Scattered Spider Members Flowers and Jubair Enter Guilty Pleas Day One in TfL Attack

Flowers and Jubair admitted unauthorized access to TfL networks and separate intrusions into U.S. healthcare providers SSM Health and Sutter Health. Prosecutors tied Jubair to the Star Chat Telegram channel that facilitated SIM-swapping via compromised T-Mobile and other carrier tools, enabling MFA interception and credential theft. New Jersey indictments detail 120 intrusions across 47 entities yielding at least $115 million in ransom between 2022 and 2025.

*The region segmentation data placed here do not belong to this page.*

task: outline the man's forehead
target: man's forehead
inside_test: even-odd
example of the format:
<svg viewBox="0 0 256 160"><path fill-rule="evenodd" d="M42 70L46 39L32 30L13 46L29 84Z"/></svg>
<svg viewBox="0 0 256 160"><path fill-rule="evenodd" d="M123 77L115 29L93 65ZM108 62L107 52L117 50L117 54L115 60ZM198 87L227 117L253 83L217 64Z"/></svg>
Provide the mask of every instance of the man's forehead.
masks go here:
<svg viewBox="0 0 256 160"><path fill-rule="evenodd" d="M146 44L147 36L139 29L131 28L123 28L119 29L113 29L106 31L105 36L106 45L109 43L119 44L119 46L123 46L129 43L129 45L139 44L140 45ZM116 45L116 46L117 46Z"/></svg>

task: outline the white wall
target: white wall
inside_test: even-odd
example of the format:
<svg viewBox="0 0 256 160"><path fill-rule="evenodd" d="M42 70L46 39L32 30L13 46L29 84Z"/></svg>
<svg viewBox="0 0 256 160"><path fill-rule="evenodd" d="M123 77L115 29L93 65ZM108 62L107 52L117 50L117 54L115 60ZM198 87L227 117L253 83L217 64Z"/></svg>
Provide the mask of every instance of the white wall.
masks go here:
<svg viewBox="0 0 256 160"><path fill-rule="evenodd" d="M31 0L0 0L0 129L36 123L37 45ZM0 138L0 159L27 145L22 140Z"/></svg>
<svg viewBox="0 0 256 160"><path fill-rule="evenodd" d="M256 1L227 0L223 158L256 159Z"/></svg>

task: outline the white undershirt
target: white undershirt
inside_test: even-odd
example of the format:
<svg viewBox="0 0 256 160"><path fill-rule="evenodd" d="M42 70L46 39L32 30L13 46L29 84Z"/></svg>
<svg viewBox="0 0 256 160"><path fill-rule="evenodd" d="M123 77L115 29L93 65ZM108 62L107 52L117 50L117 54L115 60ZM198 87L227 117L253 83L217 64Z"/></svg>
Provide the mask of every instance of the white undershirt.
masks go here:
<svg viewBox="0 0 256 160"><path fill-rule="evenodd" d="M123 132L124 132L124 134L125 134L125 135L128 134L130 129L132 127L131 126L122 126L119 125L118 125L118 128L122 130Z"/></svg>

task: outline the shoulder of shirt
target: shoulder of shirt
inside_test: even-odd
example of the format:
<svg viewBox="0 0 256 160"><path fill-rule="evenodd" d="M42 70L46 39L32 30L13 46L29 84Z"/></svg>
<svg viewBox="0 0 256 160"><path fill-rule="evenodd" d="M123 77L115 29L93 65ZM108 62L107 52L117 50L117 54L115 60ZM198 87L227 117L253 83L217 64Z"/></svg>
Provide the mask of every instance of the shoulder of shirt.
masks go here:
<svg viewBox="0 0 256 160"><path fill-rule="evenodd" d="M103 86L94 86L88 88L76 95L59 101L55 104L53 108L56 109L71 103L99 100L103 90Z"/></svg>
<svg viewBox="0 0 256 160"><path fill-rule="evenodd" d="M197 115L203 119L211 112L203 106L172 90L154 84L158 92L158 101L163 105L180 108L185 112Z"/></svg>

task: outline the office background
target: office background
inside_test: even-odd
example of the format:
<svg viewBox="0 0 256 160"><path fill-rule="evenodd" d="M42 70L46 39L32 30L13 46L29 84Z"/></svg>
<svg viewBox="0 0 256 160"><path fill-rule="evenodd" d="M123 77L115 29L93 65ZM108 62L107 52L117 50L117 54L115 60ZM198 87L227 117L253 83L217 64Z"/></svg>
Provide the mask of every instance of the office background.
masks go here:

The evidence trail shows Jubair, using handles Rocket Ace and Everlynn, ran SMS phishing campaigns in 2022 that harvested SSO credentials from over 130 organizations including LastPass and Signal. Flowers conducted media interviews post-MGM and Caesars incidents while both participated in UK retail attacks on Marks & Spencer and Co-op. Tyler Buchanan's April 2026 plea for $8 million in crypto theft from the same campaign confirms the operational pipeline.

These cases expose Scattered Spider's reliance on UK-based adolescents for social engineering layers that precede ransomware deployment. Official UK statements emphasize welfare risk while U.S. filings focus on financial proceeds; technical logs and Telegram receipts align more closely with the latter. Noah Urban's 2025 sentencing provides precedent for lengthy federal terms.

Jubair faces extradition proceedings and additional U.S. charges. Remaining members continue operations, with procurement records showing increased UK-NCA and FBI joint tasking on carrier access vectors through 2027.